C'est un vrai bonheur de retrouver Nino Manfredi en cardinal et juge du Tribunal du Sacré Collège, écœuré par son Église, au bord d'une démission qu'il va retarder à plusieurs reprises pour tenter de sauver de l'exécution capitale une poignée d'adolescents tandis que son serviteur fidèle et omniprésent s'inquiète de sa santé, que le fossé se creuse entre lui et ses supérieurs hiérarchiques, et que la comtesse Flaminia, mère clandestine d'un des jeunes trublions, lui rappelle qu'un soir d'orage, entre la belle comtessa et le futur cardinal Colombo da Priverno…

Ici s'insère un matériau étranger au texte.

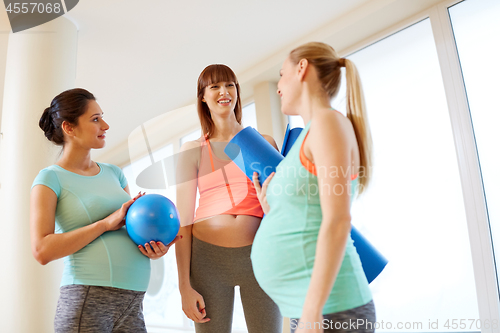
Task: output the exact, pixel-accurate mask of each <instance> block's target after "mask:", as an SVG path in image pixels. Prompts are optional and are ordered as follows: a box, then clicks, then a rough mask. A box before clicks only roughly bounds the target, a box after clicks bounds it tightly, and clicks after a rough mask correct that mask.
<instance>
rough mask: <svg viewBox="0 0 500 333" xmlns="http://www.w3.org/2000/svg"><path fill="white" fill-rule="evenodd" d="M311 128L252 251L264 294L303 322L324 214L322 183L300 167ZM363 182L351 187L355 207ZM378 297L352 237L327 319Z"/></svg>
mask: <svg viewBox="0 0 500 333" xmlns="http://www.w3.org/2000/svg"><path fill="white" fill-rule="evenodd" d="M309 127H310V122H309V123H308V124H307V126H306V127H305V128H304V130H303V131H302V133H301V134H300V135H299V137H298V138H297V140H296V142H295V144H294V145H293V147H292V148H291V150H290V152H289V153H288V154H287V156H286V157H285V159H283V161H281V163H280V164H279V165H278V167H277V169H276V170H277V171H276V174H275V175H274V177H273V179H272V181H271V182H270V183H269V186H268V188H267V201H268V203H269V205H270V207H271V210H270V211H269V214H267V215H266V216H265V217H264V219H263V220H262V222H261V225H260V227H259V230H258V231H257V234H256V236H255V240H254V243H253V246H252V254H251V259H252V265H253V270H254V274H255V277H256V279H257V281H258V282H259V285H260V286H261V287H262V289H263V290H264V291H265V292H266V293H267V294H268V295H269V296H270V297H271V298H272V299H273V300H274V302H275V303H276V304H277V305H278V306H279V308H280V311H281V314H282V315H283V316H286V317H290V318H300V317H301V316H302V307H303V305H304V302H305V298H306V294H307V290H308V288H309V283H310V281H311V275H312V270H313V265H314V258H315V254H316V243H317V239H318V233H319V229H320V226H321V220H322V213H321V206H320V198H319V191H318V178H317V177H316V176H315V175H313V174H311V173H310V172H309V171H307V170H306V169H305V168H304V166H303V165H302V163H301V162H300V155H299V153H300V147H301V145H302V142H303V141H304V138H305V136H306V134H307V132H308V131H309ZM356 188H357V179H355V180H353V181H351V202H352V197H353V194H354V193H355V191H356ZM371 299H372V295H371V292H370V288H369V286H368V281H367V280H366V276H365V274H364V272H363V268H362V266H361V261H360V259H359V255H358V253H357V252H356V248H355V247H354V245H353V241H352V239H351V237H350V236H349V239H348V242H347V246H346V251H345V255H344V259H343V261H342V265H341V267H340V271H339V274H338V276H337V279H336V280H335V284H334V286H333V288H332V290H331V292H330V295H329V297H328V300H327V301H326V303H325V306H324V308H323V312H322V313H323V314H329V313H335V312H340V311H344V310H348V309H352V308H355V307H358V306H361V305H364V304H366V303H368V302H369V301H371Z"/></svg>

Manfredi, peut-être le plus anticlérical des grands acteurs du cinéma italien, était sans nul doute le mieux à même de servir ce qui est sans doute le chef d'œuvre de Luigi Magni : il sait ménager ses effets, rester subtil même dans l'humour, plus retors encore que le chef des Jésuites, le pape noir lui-même (Salvo Randone), avec qui les échanges sont particulièrement savoureux et qui reste néanmoins humain, définitivement humain.